After the slump of 2020, payment industry revenues bounced back in 2021, showing strong growth across all regions
Global payment revenues grew at an 11% rate and hit $2.1 trillion globally, according to a report from McKinsey.
Amidst the pandemic, the payments industry saw its first revenue decline since the 2008-09 financial crisis. However, the study showed a quick rebound in 2021. Moreover, all regions registered double-digit gains.

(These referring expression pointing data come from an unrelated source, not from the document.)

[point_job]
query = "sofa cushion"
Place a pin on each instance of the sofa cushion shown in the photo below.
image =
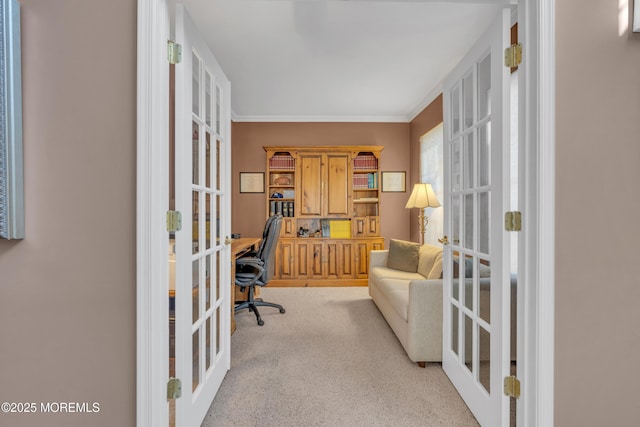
(403, 255)
(429, 255)
(378, 273)
(397, 293)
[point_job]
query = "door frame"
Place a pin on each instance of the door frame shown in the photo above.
(537, 31)
(152, 273)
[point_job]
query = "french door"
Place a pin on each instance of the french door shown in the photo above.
(203, 196)
(476, 297)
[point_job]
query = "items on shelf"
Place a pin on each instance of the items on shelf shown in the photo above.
(365, 161)
(281, 207)
(282, 161)
(368, 181)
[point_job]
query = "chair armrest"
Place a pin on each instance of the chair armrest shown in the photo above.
(249, 261)
(378, 258)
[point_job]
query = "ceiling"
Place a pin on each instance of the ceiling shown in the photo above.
(313, 60)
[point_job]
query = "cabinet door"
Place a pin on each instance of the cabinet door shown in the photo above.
(310, 182)
(317, 260)
(285, 260)
(346, 252)
(332, 259)
(373, 225)
(338, 187)
(300, 262)
(362, 259)
(288, 227)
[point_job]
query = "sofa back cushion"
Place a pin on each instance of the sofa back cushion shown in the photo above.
(430, 261)
(403, 255)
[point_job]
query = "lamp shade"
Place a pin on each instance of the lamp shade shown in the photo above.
(422, 196)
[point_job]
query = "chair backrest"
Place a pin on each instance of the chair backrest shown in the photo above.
(265, 232)
(268, 246)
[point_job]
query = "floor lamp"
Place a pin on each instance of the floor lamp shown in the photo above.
(422, 197)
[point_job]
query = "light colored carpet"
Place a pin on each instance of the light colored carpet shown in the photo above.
(331, 359)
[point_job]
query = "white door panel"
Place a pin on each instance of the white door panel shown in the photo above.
(203, 197)
(476, 268)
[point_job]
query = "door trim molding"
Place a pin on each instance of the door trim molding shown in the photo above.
(545, 314)
(536, 408)
(152, 247)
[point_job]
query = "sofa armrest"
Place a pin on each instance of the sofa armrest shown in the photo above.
(424, 316)
(425, 295)
(378, 258)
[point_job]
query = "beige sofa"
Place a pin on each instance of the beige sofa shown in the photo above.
(411, 301)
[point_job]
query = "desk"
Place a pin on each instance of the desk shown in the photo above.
(239, 247)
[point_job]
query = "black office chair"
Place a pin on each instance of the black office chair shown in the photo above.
(257, 268)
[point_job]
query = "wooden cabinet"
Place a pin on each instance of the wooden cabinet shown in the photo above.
(323, 183)
(329, 197)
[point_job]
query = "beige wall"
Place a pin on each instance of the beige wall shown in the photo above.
(428, 118)
(597, 228)
(67, 291)
(249, 156)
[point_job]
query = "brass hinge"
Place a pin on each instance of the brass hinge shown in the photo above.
(174, 221)
(174, 52)
(513, 221)
(512, 387)
(174, 388)
(513, 55)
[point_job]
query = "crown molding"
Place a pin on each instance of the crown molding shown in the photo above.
(435, 92)
(321, 119)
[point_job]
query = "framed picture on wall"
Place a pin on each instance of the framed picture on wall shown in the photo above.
(252, 182)
(394, 182)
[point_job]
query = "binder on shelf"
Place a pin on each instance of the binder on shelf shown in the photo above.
(339, 228)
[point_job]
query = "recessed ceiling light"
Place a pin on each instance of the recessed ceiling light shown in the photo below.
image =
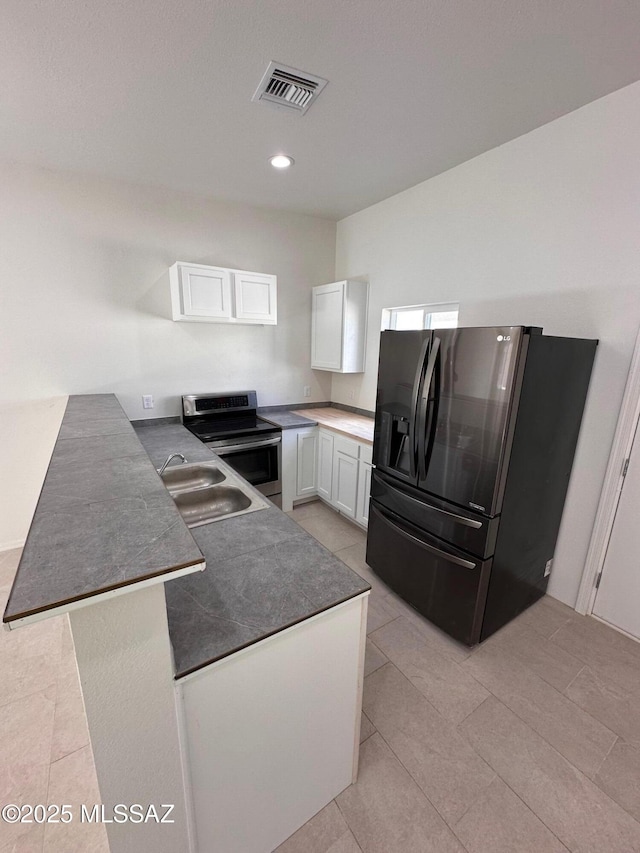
(281, 161)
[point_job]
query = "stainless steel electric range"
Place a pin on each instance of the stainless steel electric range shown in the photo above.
(229, 425)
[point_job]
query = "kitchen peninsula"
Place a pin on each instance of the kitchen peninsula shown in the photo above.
(250, 723)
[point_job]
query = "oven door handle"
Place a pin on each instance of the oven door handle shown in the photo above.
(250, 445)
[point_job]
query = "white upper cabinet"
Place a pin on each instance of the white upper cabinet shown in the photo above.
(338, 326)
(256, 297)
(204, 294)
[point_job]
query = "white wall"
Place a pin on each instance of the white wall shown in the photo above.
(79, 262)
(544, 230)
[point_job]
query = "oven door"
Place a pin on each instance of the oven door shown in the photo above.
(255, 459)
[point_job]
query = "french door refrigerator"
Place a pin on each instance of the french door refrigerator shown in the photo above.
(475, 434)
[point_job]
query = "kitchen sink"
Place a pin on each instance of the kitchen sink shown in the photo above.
(205, 492)
(184, 478)
(207, 504)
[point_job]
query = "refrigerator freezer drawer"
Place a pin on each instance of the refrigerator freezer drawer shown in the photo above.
(462, 528)
(444, 584)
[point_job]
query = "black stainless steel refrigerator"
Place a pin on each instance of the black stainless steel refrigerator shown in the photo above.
(475, 434)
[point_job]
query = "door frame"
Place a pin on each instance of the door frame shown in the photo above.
(612, 487)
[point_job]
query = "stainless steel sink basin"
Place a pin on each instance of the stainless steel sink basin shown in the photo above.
(184, 478)
(210, 491)
(207, 504)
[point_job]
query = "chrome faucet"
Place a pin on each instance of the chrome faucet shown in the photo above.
(169, 458)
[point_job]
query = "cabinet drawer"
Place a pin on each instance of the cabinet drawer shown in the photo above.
(346, 446)
(366, 453)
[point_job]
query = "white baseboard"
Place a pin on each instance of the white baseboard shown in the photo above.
(9, 546)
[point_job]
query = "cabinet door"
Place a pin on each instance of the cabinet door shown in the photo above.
(364, 490)
(327, 323)
(307, 480)
(345, 483)
(205, 292)
(256, 297)
(325, 465)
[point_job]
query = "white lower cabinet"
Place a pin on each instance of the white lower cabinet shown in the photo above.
(318, 461)
(271, 733)
(364, 490)
(345, 483)
(299, 459)
(325, 464)
(307, 470)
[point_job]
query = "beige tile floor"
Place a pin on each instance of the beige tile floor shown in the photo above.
(45, 756)
(527, 744)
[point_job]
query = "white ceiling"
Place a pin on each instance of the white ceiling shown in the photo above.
(159, 91)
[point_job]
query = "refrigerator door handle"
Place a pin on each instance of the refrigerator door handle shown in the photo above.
(451, 558)
(414, 406)
(468, 522)
(433, 414)
(424, 402)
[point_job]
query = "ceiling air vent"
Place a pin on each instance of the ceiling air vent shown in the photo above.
(288, 87)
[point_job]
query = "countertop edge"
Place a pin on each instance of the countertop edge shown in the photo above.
(22, 615)
(251, 644)
(104, 594)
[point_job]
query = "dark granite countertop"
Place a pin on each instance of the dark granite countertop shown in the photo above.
(104, 519)
(264, 573)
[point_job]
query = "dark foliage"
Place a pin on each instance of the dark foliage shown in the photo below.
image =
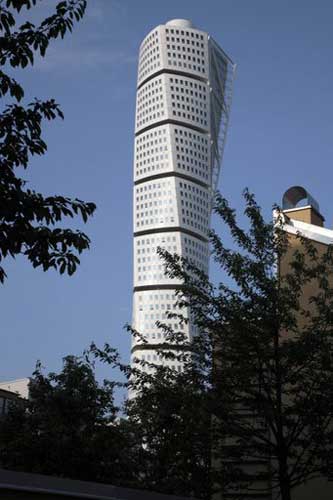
(28, 220)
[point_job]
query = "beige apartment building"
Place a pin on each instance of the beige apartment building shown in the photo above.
(301, 215)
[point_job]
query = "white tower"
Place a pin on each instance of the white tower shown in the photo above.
(183, 103)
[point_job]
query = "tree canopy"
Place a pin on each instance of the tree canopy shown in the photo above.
(250, 413)
(30, 222)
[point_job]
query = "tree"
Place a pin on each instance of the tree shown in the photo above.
(269, 354)
(168, 426)
(68, 427)
(28, 220)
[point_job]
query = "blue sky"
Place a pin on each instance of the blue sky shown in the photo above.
(280, 134)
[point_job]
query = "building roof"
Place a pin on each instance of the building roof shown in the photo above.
(18, 386)
(310, 231)
(48, 485)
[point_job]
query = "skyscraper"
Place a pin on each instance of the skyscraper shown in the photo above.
(183, 102)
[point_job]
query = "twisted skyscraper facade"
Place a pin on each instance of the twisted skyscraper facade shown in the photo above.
(183, 103)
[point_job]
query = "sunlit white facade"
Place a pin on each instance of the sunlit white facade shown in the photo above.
(183, 103)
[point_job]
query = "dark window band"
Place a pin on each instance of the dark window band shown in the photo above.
(171, 122)
(171, 72)
(147, 288)
(148, 347)
(172, 174)
(171, 230)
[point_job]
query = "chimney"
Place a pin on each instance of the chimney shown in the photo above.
(308, 212)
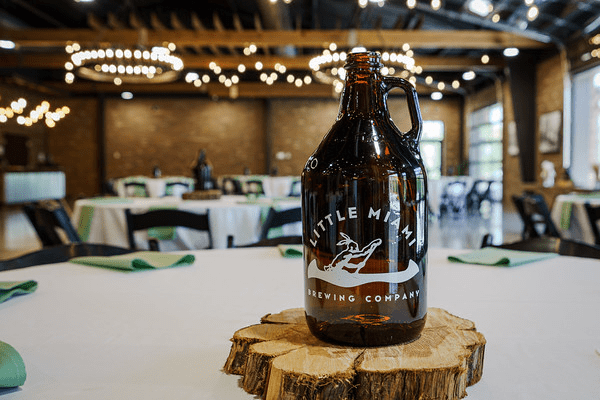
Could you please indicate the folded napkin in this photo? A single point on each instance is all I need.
(139, 260)
(500, 257)
(86, 214)
(12, 367)
(290, 250)
(9, 289)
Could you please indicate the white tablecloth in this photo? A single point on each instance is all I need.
(274, 186)
(154, 186)
(229, 215)
(569, 215)
(96, 334)
(436, 187)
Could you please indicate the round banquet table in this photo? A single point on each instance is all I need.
(96, 334)
(102, 220)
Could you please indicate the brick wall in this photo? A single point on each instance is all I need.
(73, 143)
(169, 132)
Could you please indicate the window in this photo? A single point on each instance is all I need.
(585, 129)
(431, 148)
(485, 152)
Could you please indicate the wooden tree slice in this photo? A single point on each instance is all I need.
(281, 359)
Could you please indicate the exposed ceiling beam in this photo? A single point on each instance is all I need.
(446, 63)
(457, 39)
(242, 90)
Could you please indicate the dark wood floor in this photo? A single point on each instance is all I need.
(17, 236)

It is notable that fee-based revenue continues to increase at a faster rate than net interest income. Besides, it comprises more than half of the total profit.
Electronic payment transactions grew at a 19% rate in 2021. Meanwhile, global e-commerce saw a 17% increase. It was primarily driven by China, which now accounts for around 50% of all retail e-commerce sales.
The most dramatic Covid-19 impact is observed in cash usage, which plummeted by 15% in 2020. Nevertheless, reopening physical stores in 2021 didn’t bring the cash rebound. In fact, cash use grew by only 1%.
At the same time, A2A mainly substituted cash. Account-to-account transaction revenues continued to increase. Their contribution accounted for roughly 29% of 2021’s total rise in global revenue. Debit and credit and transactions also saw strong growth of 20% and 18%, respectively.
McKinsey expects payments revenue to top $3 trillion by 2026, as the payments landscape reshapes due to many factors. Thus, geopolitical tensions, capital market resets, commerce expectations, technology advancements, and societal responsibilities are creating more pronounced sector and regional dynamics.
This rapidly changing landscape will create new opportunities for incumbents and disruptors. If they adapt timely, they can win customers, develop new solutions, and claim market share, reshaping the competitive chessboard, predict the authors.